If the information is publicly available, it’s via the BigQuery Dataset.

1 Like

pypinfo has a good how-to guide for getting set up with BigQuery. It feels scarier than it really is because Google requires you to enable billing and put your bank details in but there’s a fairly wide free tier so it’s easy to avoid actually paying anything.

The database contains raw download URLs which you can parse to get wheel platform tags from and it contains libc variant and version and architecture for whatever downloaded said wheel so it should have what you need.

1 Like

Thanks a lot - pypinfo is just about simple enough for a poor innocent C/C++ programmer who doesn’t understand databases.

FWIW here’s what I’ve learned about Cython for the last month:

| system_name | cpu     | download_count |
| ----------- | ------- | -------------- |
| Linux       | x86_64  |     50,027,762 |
| Linux       | aarch64 |      8,905,060 |
| Windows     | AMD64   |      2,691,242 |
| Darwin      | arm64   |      1,089,903 |
| Darwin      | x86_64  |        376,277 |
| FreeBSD     | amd64   |        317,051 |
| Linux       | armv7l  |        261,729 |
| Linux       | i686    |         94,708 |
| Linux       | ppc64le |         64,604 |
| Windows     | ARM64   |         62,672 |
| Total       |         |     63,891,008 |

I didn’t manage to get exact numbers more musl vs manylinux but it looks to be 30x smaller.

Those numbers will be pretty much entirely CI downloads. That does not make them irrelevant but they are not necessarily reflective of what you might think of as “users”.

1 Like

Very true about it mostly being CI users.

From our point of view the point of providing a binary wheel is to provide an optimized version which will run faster and save CPU time on average. (And a Stable ABI wheel achieves the same thing but is a little less optimized). So nothing is going to stop working as a result of this, but a few things may get downgraded in a “speed vs space of PyPI” tradeoff.
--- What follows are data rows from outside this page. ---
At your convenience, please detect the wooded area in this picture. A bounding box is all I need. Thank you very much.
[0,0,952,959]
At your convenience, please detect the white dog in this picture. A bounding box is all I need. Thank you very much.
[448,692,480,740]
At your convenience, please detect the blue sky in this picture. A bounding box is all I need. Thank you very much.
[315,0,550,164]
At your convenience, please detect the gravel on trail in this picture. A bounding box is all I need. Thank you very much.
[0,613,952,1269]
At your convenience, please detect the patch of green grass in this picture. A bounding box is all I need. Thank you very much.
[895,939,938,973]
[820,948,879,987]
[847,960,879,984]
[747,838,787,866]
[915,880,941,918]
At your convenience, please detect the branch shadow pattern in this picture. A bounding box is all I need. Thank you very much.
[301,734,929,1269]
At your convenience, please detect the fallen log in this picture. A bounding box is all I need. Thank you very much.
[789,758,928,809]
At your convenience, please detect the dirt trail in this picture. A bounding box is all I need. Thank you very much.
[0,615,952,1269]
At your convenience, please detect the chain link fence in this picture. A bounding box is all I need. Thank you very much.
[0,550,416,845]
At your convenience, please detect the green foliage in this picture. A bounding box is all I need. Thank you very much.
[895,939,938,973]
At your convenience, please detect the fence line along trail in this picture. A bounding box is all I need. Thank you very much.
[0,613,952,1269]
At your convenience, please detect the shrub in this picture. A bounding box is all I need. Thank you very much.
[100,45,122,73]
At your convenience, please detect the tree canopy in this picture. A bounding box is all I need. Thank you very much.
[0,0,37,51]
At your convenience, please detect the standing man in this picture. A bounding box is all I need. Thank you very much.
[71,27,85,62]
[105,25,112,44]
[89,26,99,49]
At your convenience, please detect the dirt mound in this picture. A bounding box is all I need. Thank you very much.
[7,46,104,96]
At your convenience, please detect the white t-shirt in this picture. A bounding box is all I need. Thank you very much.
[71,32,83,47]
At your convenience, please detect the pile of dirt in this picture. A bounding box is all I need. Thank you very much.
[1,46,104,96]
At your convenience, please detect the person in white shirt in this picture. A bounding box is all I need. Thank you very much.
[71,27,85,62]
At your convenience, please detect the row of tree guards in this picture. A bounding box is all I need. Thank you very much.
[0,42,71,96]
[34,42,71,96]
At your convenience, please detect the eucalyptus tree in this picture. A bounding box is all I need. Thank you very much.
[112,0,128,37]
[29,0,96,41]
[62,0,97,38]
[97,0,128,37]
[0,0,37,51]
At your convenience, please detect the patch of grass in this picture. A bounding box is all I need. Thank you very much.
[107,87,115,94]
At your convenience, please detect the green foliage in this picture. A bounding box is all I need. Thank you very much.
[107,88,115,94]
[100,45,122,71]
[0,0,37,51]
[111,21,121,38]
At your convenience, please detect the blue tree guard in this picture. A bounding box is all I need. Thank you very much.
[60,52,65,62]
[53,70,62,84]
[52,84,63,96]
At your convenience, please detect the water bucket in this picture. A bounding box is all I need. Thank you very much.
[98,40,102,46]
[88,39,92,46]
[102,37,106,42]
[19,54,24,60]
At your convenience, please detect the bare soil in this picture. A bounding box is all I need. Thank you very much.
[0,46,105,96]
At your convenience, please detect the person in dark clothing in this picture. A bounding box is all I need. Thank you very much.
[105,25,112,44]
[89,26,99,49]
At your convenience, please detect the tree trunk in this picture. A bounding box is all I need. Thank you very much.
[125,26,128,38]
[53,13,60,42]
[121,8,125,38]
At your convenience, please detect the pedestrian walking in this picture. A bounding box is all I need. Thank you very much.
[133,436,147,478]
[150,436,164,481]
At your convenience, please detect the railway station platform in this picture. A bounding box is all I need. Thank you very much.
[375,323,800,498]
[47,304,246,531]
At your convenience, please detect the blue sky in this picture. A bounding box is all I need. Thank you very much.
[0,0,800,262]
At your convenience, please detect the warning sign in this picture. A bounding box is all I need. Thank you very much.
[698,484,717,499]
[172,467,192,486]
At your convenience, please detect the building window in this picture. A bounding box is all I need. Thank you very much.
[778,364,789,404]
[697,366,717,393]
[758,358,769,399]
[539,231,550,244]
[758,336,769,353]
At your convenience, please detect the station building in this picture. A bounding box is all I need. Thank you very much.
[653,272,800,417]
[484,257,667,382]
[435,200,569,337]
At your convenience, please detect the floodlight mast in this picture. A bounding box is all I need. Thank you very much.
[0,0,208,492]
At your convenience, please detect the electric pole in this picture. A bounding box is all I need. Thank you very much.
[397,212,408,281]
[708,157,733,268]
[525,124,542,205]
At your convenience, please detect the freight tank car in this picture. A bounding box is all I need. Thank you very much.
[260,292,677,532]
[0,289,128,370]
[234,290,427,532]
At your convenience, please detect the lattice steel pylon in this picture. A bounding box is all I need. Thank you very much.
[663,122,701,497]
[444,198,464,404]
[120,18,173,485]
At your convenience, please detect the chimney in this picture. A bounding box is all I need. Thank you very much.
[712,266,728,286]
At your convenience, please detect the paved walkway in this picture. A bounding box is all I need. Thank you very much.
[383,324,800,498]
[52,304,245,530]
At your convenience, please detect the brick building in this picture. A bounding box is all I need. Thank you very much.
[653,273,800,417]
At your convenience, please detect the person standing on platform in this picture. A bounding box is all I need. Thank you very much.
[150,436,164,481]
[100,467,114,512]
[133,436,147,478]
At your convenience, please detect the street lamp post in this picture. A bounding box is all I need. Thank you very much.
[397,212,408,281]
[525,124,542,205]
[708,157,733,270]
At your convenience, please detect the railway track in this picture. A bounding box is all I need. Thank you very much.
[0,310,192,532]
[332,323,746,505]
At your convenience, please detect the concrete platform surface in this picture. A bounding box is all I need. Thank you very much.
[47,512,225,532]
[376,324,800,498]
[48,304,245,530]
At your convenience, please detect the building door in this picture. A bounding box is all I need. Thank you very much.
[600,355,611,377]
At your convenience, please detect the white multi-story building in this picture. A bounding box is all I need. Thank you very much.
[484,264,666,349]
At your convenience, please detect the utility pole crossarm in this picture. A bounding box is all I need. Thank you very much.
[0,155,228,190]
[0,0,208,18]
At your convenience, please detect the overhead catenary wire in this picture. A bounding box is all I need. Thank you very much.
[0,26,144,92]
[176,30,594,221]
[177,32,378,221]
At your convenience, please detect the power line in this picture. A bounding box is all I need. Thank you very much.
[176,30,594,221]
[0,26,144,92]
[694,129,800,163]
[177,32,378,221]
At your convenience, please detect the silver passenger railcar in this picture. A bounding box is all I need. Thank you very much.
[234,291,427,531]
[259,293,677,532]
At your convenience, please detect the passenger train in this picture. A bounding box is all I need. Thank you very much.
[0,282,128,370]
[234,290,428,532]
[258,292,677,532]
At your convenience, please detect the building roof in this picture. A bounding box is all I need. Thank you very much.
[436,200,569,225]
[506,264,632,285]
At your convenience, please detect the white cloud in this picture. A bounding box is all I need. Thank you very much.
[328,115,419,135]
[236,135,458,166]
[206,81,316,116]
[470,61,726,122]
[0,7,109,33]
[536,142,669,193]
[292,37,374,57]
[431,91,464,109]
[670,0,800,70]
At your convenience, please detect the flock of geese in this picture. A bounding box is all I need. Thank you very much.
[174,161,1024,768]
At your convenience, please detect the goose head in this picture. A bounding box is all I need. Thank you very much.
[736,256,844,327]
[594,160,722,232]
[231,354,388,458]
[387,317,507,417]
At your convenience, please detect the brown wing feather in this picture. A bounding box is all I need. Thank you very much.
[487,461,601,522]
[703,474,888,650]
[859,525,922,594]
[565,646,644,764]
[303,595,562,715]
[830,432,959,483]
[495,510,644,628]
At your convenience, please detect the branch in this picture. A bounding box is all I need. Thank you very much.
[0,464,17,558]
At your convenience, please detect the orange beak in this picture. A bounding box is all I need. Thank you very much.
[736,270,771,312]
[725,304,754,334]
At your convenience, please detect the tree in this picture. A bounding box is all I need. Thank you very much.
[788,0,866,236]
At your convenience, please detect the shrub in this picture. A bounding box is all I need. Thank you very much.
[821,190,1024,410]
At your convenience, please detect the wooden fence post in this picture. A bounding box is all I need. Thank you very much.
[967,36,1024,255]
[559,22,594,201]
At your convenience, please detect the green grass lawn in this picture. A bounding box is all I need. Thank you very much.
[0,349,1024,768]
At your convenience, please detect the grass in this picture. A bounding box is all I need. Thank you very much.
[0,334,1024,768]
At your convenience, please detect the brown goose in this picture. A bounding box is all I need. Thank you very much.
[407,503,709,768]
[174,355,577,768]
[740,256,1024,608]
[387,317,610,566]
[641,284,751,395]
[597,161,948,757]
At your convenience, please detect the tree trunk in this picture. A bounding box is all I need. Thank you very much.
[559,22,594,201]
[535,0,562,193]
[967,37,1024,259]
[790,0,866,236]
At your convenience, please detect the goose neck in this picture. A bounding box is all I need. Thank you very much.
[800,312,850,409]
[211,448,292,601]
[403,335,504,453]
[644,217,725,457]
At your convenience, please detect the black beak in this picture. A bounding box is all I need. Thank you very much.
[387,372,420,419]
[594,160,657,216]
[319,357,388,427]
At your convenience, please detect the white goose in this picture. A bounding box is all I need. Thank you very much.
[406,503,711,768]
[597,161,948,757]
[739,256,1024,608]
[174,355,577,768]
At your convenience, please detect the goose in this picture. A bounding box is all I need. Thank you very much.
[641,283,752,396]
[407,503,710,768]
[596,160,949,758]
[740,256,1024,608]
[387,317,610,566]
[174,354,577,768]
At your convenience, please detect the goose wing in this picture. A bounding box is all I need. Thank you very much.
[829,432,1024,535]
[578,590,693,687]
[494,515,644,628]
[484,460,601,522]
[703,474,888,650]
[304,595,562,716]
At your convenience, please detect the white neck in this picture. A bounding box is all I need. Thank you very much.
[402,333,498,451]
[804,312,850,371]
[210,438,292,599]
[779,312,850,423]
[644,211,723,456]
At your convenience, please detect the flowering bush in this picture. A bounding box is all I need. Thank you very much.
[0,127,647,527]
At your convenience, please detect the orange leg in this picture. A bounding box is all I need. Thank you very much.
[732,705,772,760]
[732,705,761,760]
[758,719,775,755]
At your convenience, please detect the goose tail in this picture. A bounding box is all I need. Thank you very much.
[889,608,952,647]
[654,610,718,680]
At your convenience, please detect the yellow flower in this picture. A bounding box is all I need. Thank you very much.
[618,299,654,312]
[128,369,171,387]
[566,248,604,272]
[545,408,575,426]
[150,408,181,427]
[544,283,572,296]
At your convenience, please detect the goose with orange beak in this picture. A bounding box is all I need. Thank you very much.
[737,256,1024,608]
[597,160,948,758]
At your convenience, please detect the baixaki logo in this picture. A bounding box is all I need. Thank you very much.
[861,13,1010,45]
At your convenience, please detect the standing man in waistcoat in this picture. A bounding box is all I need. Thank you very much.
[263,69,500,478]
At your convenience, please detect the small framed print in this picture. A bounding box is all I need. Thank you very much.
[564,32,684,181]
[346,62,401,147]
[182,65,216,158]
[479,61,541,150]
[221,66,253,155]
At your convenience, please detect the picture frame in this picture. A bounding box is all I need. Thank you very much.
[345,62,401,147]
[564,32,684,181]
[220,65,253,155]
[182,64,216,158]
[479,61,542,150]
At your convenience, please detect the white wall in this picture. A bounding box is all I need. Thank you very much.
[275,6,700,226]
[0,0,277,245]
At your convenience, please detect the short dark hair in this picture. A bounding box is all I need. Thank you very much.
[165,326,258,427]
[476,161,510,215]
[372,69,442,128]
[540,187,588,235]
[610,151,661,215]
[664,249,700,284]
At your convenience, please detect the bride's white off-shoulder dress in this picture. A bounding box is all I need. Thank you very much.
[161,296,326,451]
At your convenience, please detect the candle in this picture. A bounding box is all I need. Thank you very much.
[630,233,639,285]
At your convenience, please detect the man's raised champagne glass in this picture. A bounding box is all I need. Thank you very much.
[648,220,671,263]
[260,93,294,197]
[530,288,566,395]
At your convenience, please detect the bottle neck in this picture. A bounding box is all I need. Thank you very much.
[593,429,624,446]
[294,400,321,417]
From that point of view I don’t think there’s much difference between CI users and “real” users.

Personally I was surprised how common Linux aarch64 was, a little surprised how quickly MacOS x86_64 has gone away, relieved that no-one’s really using x86 32 bit, and a little surprised that Windows ARM64 wasn’t higher.

1 Like

CI users will download the binary once, run it once, and then throw it away which does change the calculations for some things. I’m not sure how to quantify all the different costs here but as an example if the CI user had to build Cython from source they would probably burn more CPU time building Cython itself than using it to do anything so they would be better off using a pure Python version of Cython.